The created hydraulic fracture closes freely before its surfaces hit on the proppant pack, and this process can be recognized on the pressure falloff data and its diagnostic plots. The pressure decline rate during fracture closure is mainly caused by fluid leakoff from the fracture system into the formation matrix. For a horizontal well drilled in the same formation, we may assume the same leakoff coefficient among all stages, so the total fracture surface area can be calculated for all stages to meet the requirement of the fluid leakoff rate.

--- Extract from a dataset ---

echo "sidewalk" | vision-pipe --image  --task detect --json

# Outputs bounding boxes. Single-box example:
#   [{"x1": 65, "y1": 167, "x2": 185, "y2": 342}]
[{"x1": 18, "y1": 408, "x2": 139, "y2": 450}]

Wellbore storage effect, friction dissipation and tip extension dominate the early pressure falloff data. While the transient dominated by friction losses typically lasts about one minute, tip extension may end after about 15 minutes. Therefore, falloff data should be acquired for at least 30 minutes to observe a fracture closure trend. The fracture closure behavior can be identified on the G-function plot as an extrapolated straight line or on the Bourdet derivative in log-log plot as a late time unit slope. The behavior of the late unit slope depends on the pressure decline rate, or correspondingly, to the fluid leakoff rate. Therefore, the total fracture surface area can be estimated using hydraulic fracture design input values for formation leakoff coefficient and fracture closure stress. The calculated fracture surface area represents the combined area of primary and secondary fractures, effectively all fracture surfaces contributing to the fluid leakoff.

We applied the approach to all stages in a horizontal well that exhibit the fracture closure behavior. The approach shows promise as a straightforward way to estimate fracture surface areas that could, enable, in turn, an early estimate for the expected well performance.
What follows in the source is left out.